Now when we apply autonomous discourse to the mass production of printed text via the invention of the printing press, one of the major reading revolutions according to Tom Carmody, we can see how people reacted when they disagreed with a text that was dispatched from the author.
First of all, in summary, the printing press was a major invention that acted as a stepping stone to the furthering of society in the way that we all perceive it today. Printing presses existed prior to the press that was invented by Johannes Gutenberg, but such presses consisted of wood blocks that had text carved into them. These wooden blocks were good for reproducing mass copies of one type of text, but were bad for reproducing multiple texts due to the strenuous task of carving each individual letter of the writing into the wooden blocks. Gutenberg introduced movable type which allowed the mass production of more than one type of text such as the bible, and other religious texts like the works of Martin Luther, who caused a religious reform to erupt all over Europe simply by the mass production of his writings.

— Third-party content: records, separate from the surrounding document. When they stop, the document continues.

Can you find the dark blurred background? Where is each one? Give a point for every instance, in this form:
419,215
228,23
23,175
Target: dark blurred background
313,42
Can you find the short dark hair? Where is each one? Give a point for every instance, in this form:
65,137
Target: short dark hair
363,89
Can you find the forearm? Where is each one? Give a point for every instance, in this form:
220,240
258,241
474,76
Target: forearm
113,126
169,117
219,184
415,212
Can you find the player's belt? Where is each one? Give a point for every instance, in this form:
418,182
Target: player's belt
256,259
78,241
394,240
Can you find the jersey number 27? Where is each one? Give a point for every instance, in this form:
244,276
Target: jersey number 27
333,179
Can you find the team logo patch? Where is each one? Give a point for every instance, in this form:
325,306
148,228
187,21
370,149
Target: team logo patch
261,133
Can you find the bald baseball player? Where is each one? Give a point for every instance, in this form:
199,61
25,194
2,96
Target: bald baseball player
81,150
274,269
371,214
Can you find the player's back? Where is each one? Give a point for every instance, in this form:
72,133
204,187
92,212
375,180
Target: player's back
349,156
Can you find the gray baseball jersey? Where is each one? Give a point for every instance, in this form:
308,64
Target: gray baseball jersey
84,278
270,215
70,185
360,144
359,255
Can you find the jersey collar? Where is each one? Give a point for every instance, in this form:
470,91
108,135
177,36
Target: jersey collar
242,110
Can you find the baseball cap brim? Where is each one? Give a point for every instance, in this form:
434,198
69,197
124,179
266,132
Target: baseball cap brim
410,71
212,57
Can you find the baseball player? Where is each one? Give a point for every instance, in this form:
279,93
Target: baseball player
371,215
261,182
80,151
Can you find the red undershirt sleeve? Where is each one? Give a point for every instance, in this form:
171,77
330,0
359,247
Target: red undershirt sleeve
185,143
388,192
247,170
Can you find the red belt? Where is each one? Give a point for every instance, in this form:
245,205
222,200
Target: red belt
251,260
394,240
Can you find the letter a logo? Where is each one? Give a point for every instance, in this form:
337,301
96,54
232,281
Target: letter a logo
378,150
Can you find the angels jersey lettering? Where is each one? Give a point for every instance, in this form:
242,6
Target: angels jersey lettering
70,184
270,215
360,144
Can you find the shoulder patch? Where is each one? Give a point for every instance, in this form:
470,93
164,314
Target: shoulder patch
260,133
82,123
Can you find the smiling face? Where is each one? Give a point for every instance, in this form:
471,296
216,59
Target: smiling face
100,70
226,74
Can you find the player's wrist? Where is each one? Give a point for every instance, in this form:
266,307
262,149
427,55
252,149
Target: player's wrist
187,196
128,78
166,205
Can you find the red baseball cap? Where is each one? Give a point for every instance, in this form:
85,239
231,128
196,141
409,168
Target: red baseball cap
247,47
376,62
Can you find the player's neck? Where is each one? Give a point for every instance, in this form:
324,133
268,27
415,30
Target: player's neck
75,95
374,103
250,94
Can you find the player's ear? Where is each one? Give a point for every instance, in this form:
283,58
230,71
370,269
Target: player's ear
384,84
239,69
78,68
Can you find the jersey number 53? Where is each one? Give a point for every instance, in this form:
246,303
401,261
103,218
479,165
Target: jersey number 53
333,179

If Martin Luther was unable to get his writings spread quickly across Europe, then it is hard to say if the religious reform would have occurred at all. However, since he was able to do so due to the new printing press with movable type, people didn’t know how to react. His followers read the works, and then passed them on for others to read. Since his opinions were written down, his works were credible and the common citizen either loved what he had to say or hated it and would react in a dramatic manner. Through his opposition we are able to see the dramatic reaction to his independent discourse which was the burning of the texts. Thousands upon thousands of Martin Luther’s texts were burned because people didn’t know what else to do because they weren’t accustomed to how we handle such disagreements this day in age, and that is by writing another text to counter the first. We see this type of text-based style of argument in the media all the time. Before the printing press, disagreement to independent texts happened on a much smaller level than they do now that we have even more advanced means of spreading independent texts, like computers and the internet.